Ovan se interesó mucho por la hoja de acero del cuchillo de Tarzán y por las flechas, aunque estas últimas le inspiraron un cierto desprecio, al considerarlas algo así como unas lanzas más adecuadas para que un niño jugase con ellas; pero cuando los dos sintieron hambre y Tarzán mató, de un solo flechazo, un carnero salvaje, el desprecio de Ovan se convirtió en admiración, y rogó a su nuevo amigo que le enseñara cómo se hacía y se usaba aquella cosa tan maravillosa.
Ovan se ganó pronto la amistad de Tarzán de los Monos, y mientras caminaban hacia Clovi fueron convirtiéndose en buenos amigos. Ovan poseía la serena dignidad de una bestia salvaje; no era dado a la charlatanería ni a la locuacidad que constituyen el orgullo de los hombres civilizados, pues en el periodo plioceno, por suerte, no había muchos muchachos que se dedicasen a la oratoria.

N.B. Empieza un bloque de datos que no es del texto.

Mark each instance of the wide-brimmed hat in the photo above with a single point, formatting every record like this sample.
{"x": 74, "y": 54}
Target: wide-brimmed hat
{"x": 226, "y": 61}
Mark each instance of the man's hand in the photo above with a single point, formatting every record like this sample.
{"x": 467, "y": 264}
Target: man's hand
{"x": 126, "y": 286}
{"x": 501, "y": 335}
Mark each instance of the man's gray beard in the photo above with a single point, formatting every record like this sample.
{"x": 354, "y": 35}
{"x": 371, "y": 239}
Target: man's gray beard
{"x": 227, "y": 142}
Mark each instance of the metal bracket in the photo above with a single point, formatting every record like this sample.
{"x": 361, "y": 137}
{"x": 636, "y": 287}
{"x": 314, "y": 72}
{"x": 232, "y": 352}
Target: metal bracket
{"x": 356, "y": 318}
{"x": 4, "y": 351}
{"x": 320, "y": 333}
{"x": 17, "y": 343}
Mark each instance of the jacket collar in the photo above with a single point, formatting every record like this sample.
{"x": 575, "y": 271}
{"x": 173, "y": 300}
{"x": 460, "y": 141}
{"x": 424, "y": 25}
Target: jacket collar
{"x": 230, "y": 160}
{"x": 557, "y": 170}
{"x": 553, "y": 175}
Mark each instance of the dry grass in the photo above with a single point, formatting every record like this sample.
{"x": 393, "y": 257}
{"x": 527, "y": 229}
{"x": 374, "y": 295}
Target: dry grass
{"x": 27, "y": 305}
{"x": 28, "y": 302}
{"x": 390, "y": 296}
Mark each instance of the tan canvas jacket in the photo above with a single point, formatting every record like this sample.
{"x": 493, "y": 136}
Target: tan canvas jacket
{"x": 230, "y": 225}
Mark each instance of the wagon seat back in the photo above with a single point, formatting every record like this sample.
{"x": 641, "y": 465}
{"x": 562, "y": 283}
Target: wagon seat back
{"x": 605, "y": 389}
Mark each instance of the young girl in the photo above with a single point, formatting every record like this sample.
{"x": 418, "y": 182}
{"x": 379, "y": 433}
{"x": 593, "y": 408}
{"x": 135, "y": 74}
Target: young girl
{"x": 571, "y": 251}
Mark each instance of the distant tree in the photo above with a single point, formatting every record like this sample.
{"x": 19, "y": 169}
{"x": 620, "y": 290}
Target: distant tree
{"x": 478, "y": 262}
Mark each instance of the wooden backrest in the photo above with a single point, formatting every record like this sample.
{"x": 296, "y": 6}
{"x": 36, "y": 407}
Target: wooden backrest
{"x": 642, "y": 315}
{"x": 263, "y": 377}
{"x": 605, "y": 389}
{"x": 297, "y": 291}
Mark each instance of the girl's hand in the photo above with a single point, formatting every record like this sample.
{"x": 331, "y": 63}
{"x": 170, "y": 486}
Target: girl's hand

—Ya estamos muy cerca —dijo por fin Ovan, cuando llegaron al borde de un desfiladero—. Ahí abajo se encuentra la caverna de mi pueblo, Clovi. Espero que Avan, como jefe de la tribu, te reciba amistosamente, aunque no te lo puedo prometer. Quizá fuera preferible que siguieras tu camino y no pasases por Clovi. No quisiera que te mataran.
—No me matarán —respondió Tarzán de los Monos—. Vengo como amigo.
Pero, en el fondo de su corazón, comprendía que aquellos salvajes jamás aceptarían a un extranjero como un igual o como un amigo.
—Entonces ven conmigo —dijo Ovan, comenzando a descender hacia el fondo del enorme desfiladero.
Al fin llegaron a un punto en el que el sendero, dirigiéndose horizontalmente hacia la parte más alta del desfiladero, se convertía en una especie de camino que, en cierto modo, recordaba un tosco trabajo de ingeniería. Ya no se trataba de una senda hecha al azar por las bestias de las montañas al recorrerla durante miles de años, sino de un trabajo artificial, algo en lo que se veía la mano del hombre, la rudimentaria inteligencia de los hombres primitivos.
Apenas habían comenzado a avanzar por aquel camino rústico, cuando Ovan lanzó un silbido que fue contestado por otros más allá de un recodo del sendero. Cuando pasaron este, Tarzán pudo distinguir una inmensa cornisa de granito, como suspendida en el abismo, al fondo de la cual aparecía la negra boca de una colosal caverna.